Apex has been using Apex Coach Views (ACV) to bring enhanced features into IBM BPM since 2012 and our ACV2 product since 2014. I decided to sit down with the product’s chief developer, Kyle Hoskins, to look back at the history of the product and to talk about how it is being used now that it has matured as well as our roadmap for future development.
Can you talk a bit about the history of ACV2 and what led to Apex moving to incorporating AngularJS into our coach-view toolkit strategy?
Sure. Apex Process Consultants was the first business partner — or anyone that worked with IBM BPM — to launch a coach-view toolkit. We launched ACV1 (Apex Coach Views) just as the original coach-view framework was being announced and we made the decision to base that on the Dojo JavaScript framework that came out of the box standard with IBM BPM at the time. So we created a very powerful coach-view framework using Dojo but we found a few limitations — that the Dojo framework wasn’t great for Mobile, it wasn’t entirely responsive. That’s why we made the decision to make a new coach-view toolkit, ACV2, from scratch built using the latest and greatest technologies. We took our experiences from creating the original ACV1, plus feedback from customers on any struggles they’d had or product suggestions, and put all that into the new ACV2 product. So we combined IBM BPM with AngularJS and Bootstrap CSS to answer all these customer needs and make a product that was even better than our first version.
What does ACV2 offer that the out-of-the-box coach views didn’t provide?
So ACV2 offers a better responsive experience as well as better performance all around. It allows users to extend easily using AngularJS to get more interactive pages using DOM and HTML experience on a page. The ACV2 page components have many features and a consistent configuration approach. Our mobile-first approach during development means that IBM BPM user pages developed with ACV2 are taking advantage of responsive design with Bootstrap CSS and are going to look good on tablets, phones or traditional laptop or desktop screen. When some of our customer’s workflow takes BPM tasks out to a factory floor or to workers using tablets or phones, the developers don’t have to spend so much time worrying about whether their pages are going to look okay on the devices used in different departments. ACV2 makes using AngularJS with BPM an intuitive experience and the BPM developers don’t have to learn AngularJS to take advantage of its features.

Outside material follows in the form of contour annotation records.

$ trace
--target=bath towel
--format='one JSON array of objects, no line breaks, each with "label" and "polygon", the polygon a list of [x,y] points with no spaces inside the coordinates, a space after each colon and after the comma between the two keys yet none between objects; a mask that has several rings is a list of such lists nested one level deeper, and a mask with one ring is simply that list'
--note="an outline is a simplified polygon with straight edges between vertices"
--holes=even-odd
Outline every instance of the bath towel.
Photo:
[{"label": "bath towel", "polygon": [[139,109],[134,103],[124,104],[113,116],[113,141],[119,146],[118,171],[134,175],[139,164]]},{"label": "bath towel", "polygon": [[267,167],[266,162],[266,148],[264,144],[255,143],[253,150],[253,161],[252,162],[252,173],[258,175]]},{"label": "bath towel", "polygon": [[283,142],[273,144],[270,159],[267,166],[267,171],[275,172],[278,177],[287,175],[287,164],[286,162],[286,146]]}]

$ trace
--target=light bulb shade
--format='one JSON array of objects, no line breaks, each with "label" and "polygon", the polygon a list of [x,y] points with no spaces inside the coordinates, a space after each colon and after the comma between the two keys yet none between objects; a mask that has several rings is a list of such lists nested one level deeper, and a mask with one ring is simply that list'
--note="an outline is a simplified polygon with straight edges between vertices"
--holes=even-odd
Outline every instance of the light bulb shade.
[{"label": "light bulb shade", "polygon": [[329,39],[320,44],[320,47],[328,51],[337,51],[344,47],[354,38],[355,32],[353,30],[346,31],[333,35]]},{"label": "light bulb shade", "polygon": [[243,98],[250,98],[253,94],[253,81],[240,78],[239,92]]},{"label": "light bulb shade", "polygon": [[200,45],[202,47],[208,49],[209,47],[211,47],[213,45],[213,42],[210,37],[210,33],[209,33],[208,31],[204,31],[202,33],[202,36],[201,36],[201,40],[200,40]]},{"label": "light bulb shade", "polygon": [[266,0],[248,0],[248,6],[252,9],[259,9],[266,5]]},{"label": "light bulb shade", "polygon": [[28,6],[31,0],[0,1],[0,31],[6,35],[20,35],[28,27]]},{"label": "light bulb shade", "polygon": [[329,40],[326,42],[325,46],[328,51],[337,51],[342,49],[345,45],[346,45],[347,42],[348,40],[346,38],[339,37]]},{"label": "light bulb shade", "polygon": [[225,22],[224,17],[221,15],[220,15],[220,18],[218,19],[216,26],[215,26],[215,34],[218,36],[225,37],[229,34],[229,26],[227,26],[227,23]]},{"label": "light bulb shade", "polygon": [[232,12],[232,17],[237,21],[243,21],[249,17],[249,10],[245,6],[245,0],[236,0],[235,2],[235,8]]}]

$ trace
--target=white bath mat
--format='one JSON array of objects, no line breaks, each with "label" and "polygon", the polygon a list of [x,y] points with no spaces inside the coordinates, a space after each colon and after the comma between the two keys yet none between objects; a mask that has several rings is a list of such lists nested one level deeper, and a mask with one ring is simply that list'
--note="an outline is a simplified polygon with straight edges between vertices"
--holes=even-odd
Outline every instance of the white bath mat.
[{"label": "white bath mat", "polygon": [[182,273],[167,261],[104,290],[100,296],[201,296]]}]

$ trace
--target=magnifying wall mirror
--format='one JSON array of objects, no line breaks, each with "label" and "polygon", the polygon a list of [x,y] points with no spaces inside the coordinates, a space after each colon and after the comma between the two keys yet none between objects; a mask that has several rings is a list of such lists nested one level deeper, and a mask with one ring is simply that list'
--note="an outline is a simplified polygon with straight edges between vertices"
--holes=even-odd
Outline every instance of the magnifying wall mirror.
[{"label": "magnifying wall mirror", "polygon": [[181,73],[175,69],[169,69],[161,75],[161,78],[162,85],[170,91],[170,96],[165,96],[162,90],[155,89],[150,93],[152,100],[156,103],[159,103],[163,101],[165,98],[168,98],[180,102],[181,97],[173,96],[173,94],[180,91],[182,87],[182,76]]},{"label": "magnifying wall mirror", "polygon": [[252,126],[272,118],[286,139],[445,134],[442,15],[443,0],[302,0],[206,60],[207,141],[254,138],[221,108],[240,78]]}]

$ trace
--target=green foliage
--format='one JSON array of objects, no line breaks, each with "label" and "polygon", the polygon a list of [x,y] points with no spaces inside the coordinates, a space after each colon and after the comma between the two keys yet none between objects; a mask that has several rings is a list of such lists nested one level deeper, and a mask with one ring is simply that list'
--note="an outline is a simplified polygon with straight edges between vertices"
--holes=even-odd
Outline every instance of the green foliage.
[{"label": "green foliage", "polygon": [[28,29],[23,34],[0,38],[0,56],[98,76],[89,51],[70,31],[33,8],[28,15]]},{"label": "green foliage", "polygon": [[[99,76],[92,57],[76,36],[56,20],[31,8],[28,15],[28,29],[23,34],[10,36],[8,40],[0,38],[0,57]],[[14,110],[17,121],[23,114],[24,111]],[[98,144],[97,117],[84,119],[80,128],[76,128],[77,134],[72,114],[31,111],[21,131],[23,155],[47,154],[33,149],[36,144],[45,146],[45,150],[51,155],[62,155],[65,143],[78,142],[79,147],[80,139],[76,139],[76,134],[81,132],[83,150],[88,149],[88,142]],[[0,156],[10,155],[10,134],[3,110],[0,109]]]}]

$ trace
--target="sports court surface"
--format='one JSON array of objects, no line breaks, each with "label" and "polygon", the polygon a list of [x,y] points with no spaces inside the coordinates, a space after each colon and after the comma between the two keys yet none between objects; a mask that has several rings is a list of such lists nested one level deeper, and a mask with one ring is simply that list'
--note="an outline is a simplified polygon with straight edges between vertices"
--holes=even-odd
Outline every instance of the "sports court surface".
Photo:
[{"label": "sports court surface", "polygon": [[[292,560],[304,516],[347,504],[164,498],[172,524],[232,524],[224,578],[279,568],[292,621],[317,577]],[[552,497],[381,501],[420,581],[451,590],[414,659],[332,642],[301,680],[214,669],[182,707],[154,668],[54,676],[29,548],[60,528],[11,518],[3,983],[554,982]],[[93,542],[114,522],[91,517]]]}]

What were some of the challenges of bringing AngularJS into the IBM BPM ecosystem?
Bringing AngularJS into the mix doesn’t free you up from having the Dojo JavaScript framework. The OOTB tools still load Dojo. Since we were adding AngularJS and building on top of that, some of the challenge was how to get the performance improvements of AngularJS while still having that underlying Dojo code in place. With regards to data handling and the creation of the coach views, you’re still building on top rather than replacing the other framework.
What kind of improvements came with ACV2?
With AngularJS everything is updated as you type and the screen is being updated so you get a more active display and user experience. We combine that with the Bootstrap CSS which gives a better responsive page layout for devices — it was the fastest growing CSS framework at the time we wrote ACV2. We wanted to move away from the Dojo framework and move towards AngularJS since it was more popular and very powerful. (read more)
What’s the future of ACV2? Is it still relevant with the new BPM 8.6 Spark UI tools now being included OOTB?
Good Question. It depends. The Spark UI toolkit has a lot of good features and is JavaScript framework agnostic. But if you’re running an AngularJS shop or want those performance improvements, ACV2 is still a great product. It still provides a lot of speed and configurability in your BPM designs. We created nearly 100 coach-views for ACV2, some simple and some very complex. We worked hard to maintain a common layout for the configuration and usage, and they’re all built to gain the performance advantages of AngularJS and the consistency of look, feel and responsiveness that Bootstrap CSS provides. So the new OOTB coach views are significantly better than the ones that came with BPM older than 8.6, but ACV2 still provides a great way to empower your BPM designs — especially if you’re not up to the latest version of BPM. (try ACV2)
What are you working on now? Anything you can talk about?
We’re developing a new tool for low-code rapid development of applications that can stand alone or be plugged into a BPM environment. We’re calling it Apex Designer and we’re already using it with a few clients but we’ll be able to talk about that more in the very near future.